I’ve been playing a solo game with a friend and we decided to feel the waters by practicing the game and let the story emerge from our different test we’ve made like testing DoW, Fight!, Bloody versus, practice, RnC, etc…The player burned a dwarf hunter made for combat and adventure. We we’re looking for hunting and adventure. Strangely enough the campaign turned into a highly political and skeeming machiavelian story where the protagonist are trying to conquer a city for power and greed.

My question is: Is that happened to you before? I mean a game not directed toward politics at all wich turned into one real fast.
There’s many reasons to explain this but i’m asking because I often read on this forum that the best way to describe BW is to compare it to Game of Thrones wich is a higly political setting…
I feel like since there’s a lot of mechanics to support debate, compromises and dialogue, it kinda make it happen in a subtle way and you end up in a political setting even without trying. Have you ever felt that way with BW?

Thanks for sharing!

I, personally, feel like BW was made for political games.

I’ve run a Game of Thrones game with BW, and I’m currently running a 2nd Punic War game with it (switching over from Fate, as a matter of fact).

I don’t think I can recall a BW game that didn’t involve some sort of political aspect—planned or unplanned.
The difficulty, for me, is that once the games get political, I have to drag the players back into the sword play and action.

My games in any system tend to involve the political. It’s just that BW does it really well, and that aspect is often very interesting, so it can easily take things over.

That said, I’ve had adventure-driven BW where the politics are more background motivation than daily concern. It’s all about where the beliefs drive the story. If your player wants politics, though, give 'em to him!

Thats what I thougth! Thanks guys! It’s actually good to know. Next time when I’ll see it coming that way I’ll be able to organise it accordingly.

My last campaign was called burning Milan: get rich or die trying.
It was a late middle age setting in the fair city of Milan. what started out as a smuggle and petty crime campaign ended in a full blown civil war between two factions of magi, assassination of the duke and a feud between two noble families.
needless to say… burning Milian was taken literally. they gave up earning money after session 3.

Nice! thats what i love about BW…there’s a lot of emergence. Not a lot of prep and a whole lot of surprises!

The other thing with political games is that eventually someone realizes that they can’t defeat the players in the political field and so they turn to the assassins to help take care of the problem and you are back into the adventure based game cause now they have a bounty on their heads and someone is trying to collect.

that is exactly how half of milan got burned down…

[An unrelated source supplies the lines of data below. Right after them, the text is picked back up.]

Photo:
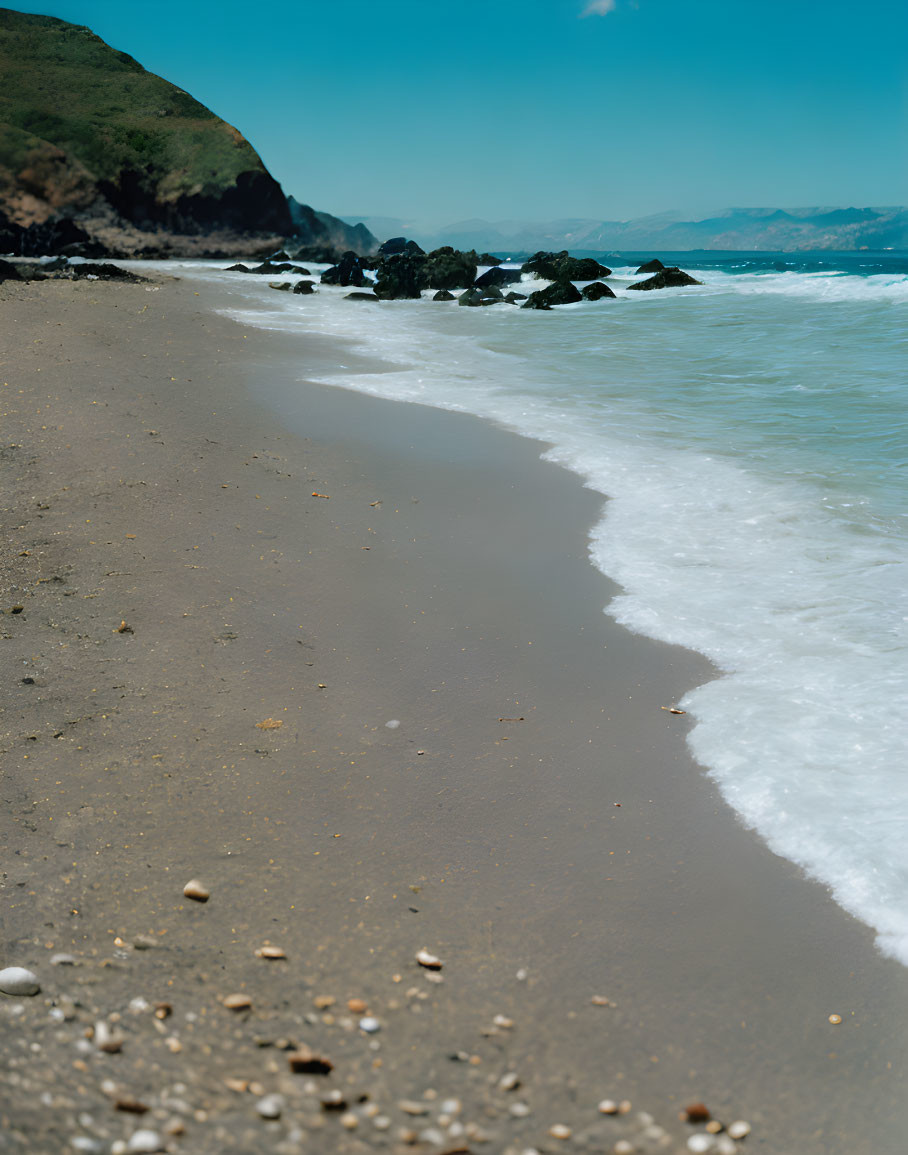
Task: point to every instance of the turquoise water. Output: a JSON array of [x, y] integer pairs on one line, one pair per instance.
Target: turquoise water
[[751, 436]]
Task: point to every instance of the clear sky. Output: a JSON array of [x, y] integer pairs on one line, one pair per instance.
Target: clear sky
[[443, 110]]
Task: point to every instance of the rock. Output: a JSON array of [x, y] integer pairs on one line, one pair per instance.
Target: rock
[[349, 272], [237, 1001], [144, 1142], [19, 981], [559, 292], [556, 266], [401, 276], [448, 268], [270, 1107], [304, 1062], [498, 277], [667, 278], [596, 291]]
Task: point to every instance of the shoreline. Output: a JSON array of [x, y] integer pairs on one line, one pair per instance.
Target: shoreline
[[387, 598]]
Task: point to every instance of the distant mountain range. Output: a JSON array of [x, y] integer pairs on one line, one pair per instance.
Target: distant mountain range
[[767, 230]]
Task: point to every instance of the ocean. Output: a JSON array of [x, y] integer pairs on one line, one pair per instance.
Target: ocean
[[751, 438]]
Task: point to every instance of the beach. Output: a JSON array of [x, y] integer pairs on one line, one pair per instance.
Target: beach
[[344, 661]]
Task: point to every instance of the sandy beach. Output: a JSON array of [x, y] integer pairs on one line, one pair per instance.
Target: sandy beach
[[344, 661]]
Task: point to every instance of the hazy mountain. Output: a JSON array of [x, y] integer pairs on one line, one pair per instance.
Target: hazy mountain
[[763, 229]]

two well placed fire ball type spells by the grand magus at the players meeting place tavern “the golden duck” , and a failed fire extiguish spell by one of the players. ofcourse the players blamed the other side

Actually, BW is the first game that I’ve played that political issues are, and can be resolved, by the game rules. All the other fantasy games I’ve played (Ars Magica, WFRP, D&D, EarthDawn) revolved around political situations, but it was mostly the GM mind-tricking the players through schemes. Since (mostly) everything social or political was resolved with social agreement, it turned out that these moments were ones of political role-playing, but not political role-playing game. In BW, factions and alliances just… appears as organically as every other aspect of the story. Really interesting!

Further evidence that system does matter.

Ars Magica in one of the editions actually had a debate system that wasn’t dissimilar to Duel of Wits. From Dynasties and Demagogues originally.